Maybe OP (or someone he knows) stole the identity and credit info for the person that allegedly sent this valuable item to him, used that credit card info to order something for himself, and is playing dumb to try to get out of an identity and credit card theft charge. Perhaps the person that supposedly sent the item is ill, or elderly, or maybe even living abroad (but keeping a local US residence), so they aren't even present at their residence for long periods of time, and won't even receive that letter that OP allegedly sent to them about the mysterious package. The alleged sender fails to respond, and OP ends up keeping the valuable item and no one is the wiser.

That story certainly makes more sense than "some random person I don't know sent me a package containing a very valuable item, with my exact name and address on it, that I neither asked for nor ever expected to receive".

There's definitely a lot more to this story than what we're being told. I'm thinking that OP is being very selective in what's being told so that it appears as innocent as he would have us believe it is.
 

quincy

Senior Member
Georgia:
I was shipped an item addressed to my full name and address that I definitely did not order. It came from a specific mans name from a specific apartment in NY. I sent a certified letter to the address and got no response. The postal service left a notice that they had my letter waiting for him at the nearest post office. It has been 14 days and he has not picked it up or acknowledged it an any way. Does anyone know the legality of selling a very expensive item such as this one? I don't want to send off something like this to a random address and leave it in the wrong hands of someone else. However, I don't want to get into legal trouble. If it was sent to my first, middle, and last name, is it legally in my ownership?
benjaminmnz12, this "expensive item" that was sent to you (supposedly) by mistake didn't happen to be something illegal like drugs, was it?
 

LdiJ

Senior Member
Here's another possibility (total speculation here).
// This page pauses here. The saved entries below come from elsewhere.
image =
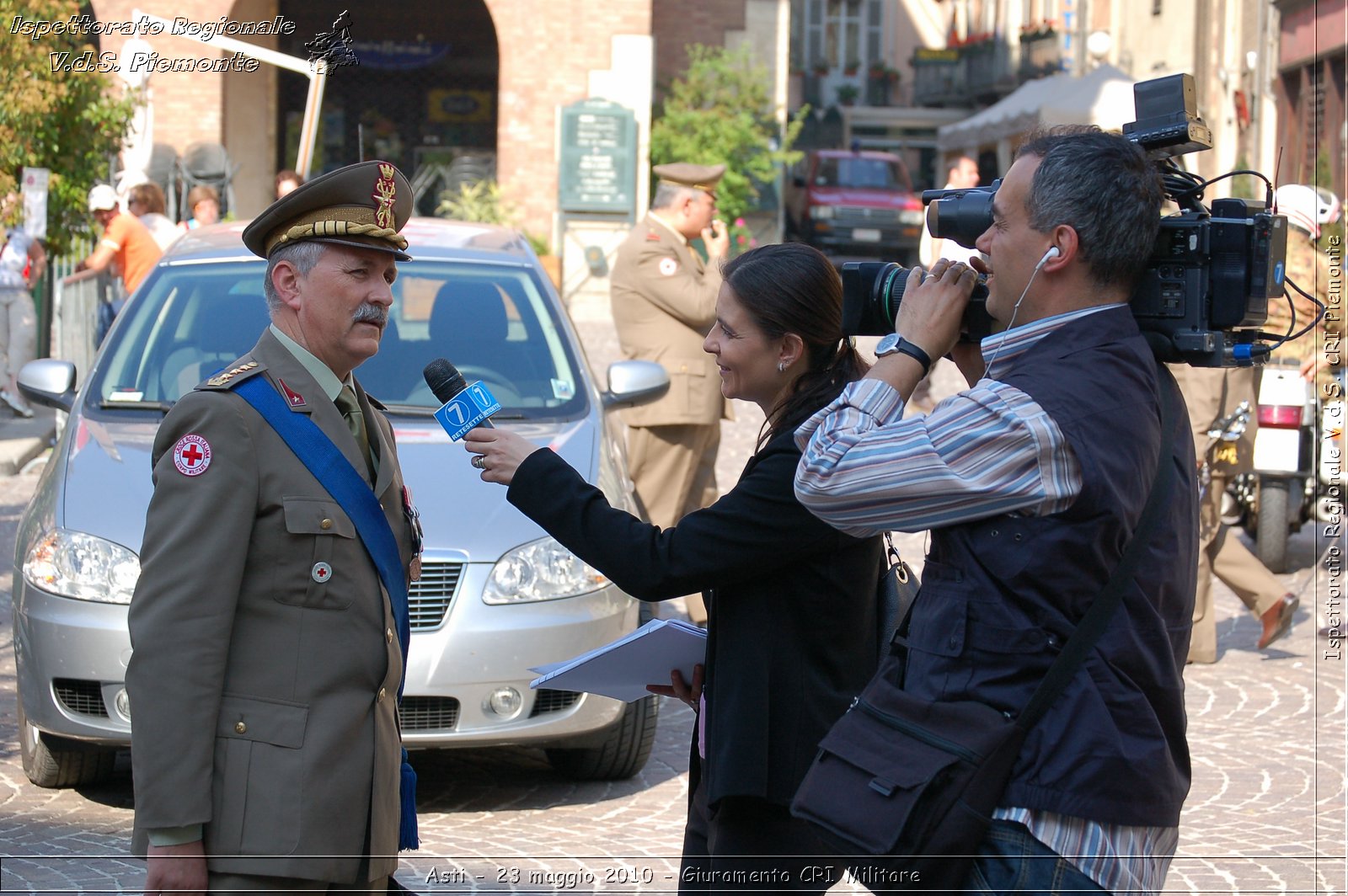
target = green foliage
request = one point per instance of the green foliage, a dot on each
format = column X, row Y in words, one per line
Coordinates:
column 480, row 202
column 719, row 112
column 67, row 121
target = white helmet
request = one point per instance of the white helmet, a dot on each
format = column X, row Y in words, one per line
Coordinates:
column 103, row 199
column 1329, row 206
column 1303, row 206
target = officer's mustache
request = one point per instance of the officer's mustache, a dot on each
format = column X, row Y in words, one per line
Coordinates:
column 371, row 313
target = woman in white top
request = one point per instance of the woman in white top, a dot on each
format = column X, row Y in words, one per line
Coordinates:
column 22, row 263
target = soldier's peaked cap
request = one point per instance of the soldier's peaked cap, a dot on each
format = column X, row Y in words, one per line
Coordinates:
column 685, row 174
column 363, row 205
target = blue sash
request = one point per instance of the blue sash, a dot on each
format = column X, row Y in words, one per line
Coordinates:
column 348, row 488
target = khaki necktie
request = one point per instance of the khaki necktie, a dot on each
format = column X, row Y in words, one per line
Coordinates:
column 350, row 408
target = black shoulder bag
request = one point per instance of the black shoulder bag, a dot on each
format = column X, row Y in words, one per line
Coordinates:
column 907, row 787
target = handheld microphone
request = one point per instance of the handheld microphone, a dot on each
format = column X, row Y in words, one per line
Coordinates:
column 464, row 406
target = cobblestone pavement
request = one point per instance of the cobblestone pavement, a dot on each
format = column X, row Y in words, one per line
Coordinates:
column 1266, row 813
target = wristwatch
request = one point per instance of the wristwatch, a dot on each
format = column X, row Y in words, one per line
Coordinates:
column 896, row 344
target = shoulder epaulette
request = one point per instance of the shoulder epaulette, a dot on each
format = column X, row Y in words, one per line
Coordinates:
column 231, row 377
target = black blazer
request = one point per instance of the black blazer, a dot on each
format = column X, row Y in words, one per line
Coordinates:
column 792, row 620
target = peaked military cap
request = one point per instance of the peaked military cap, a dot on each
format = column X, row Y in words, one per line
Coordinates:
column 363, row 205
column 685, row 174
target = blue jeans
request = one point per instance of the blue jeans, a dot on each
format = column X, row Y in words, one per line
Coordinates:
column 1013, row 861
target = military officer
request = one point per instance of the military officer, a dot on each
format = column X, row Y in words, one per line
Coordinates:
column 664, row 305
column 1211, row 395
column 267, row 653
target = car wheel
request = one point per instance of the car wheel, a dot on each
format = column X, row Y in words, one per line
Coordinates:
column 71, row 765
column 623, row 752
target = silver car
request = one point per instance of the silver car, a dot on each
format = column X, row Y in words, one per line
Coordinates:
column 496, row 595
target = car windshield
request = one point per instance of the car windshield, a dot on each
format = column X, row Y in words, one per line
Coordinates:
column 869, row 174
column 494, row 323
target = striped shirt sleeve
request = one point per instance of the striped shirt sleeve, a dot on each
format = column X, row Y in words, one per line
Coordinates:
column 866, row 468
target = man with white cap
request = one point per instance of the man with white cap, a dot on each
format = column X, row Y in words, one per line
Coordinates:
column 664, row 303
column 125, row 242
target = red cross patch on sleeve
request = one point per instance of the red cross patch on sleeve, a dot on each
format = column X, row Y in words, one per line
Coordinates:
column 192, row 455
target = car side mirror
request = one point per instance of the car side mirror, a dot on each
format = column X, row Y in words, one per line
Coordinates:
column 633, row 383
column 51, row 383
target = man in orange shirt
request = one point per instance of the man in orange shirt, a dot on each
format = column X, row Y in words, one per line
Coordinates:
column 125, row 240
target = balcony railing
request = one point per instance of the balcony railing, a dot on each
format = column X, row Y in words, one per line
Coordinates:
column 1041, row 54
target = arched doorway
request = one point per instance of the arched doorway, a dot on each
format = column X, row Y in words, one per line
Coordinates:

Maybe OP (or someone he knows) stole the identity and credit info for the person that allegedly sent this valuable item to him, used that credit card info to order something for himself, and is playing dumb to try to get out of an identity and credit card theft charge. Perhaps the person that supposedly sent the item is ill, or elderly, or maybe even living abroad (but keeping a local US residence), so they aren't even present at their residence for long periods of time, and won't even receive that letter that OP allegedly sent to them about the mysterious package. The alleged sender fails to respond, and OP ends up keeping the valuable item and no one is the wiser.

That story certainly makes more sense than "some random person I don't know sent me a package containing a very valuable item, with my exact name and address on it, that I neither asked for nor ever expected to receive".

There's definitely a lot more to this story than what we're being told. I'm thinking that OP is being very selective in what's being told so that it appears as innocent as he would have us believe it is.
Or here is a possibly different scenario....since the item was sent in the exact name and address of the OP. Perhaps it is actually a gift...possibly not a gift from the person who actually sent it, but a gift from the person who ordered it to be sent.

Bottom line, depending on state law its very likely to be the OP's property at this point since it was sent to the OP's specific name and address. I would not recommend that the OP sell it at this point...just in case, but its very likely that its the OP's property.
 

You Are Guilty

Senior Member
Ok, Ok... I confess, it was me. Once every month, I pick a person in a different state and randomly send them a valuable item. Then I ignore all attempts to contact me.

It's part of a performance art piece I'm working on called "Who Sent Me This @%&#?"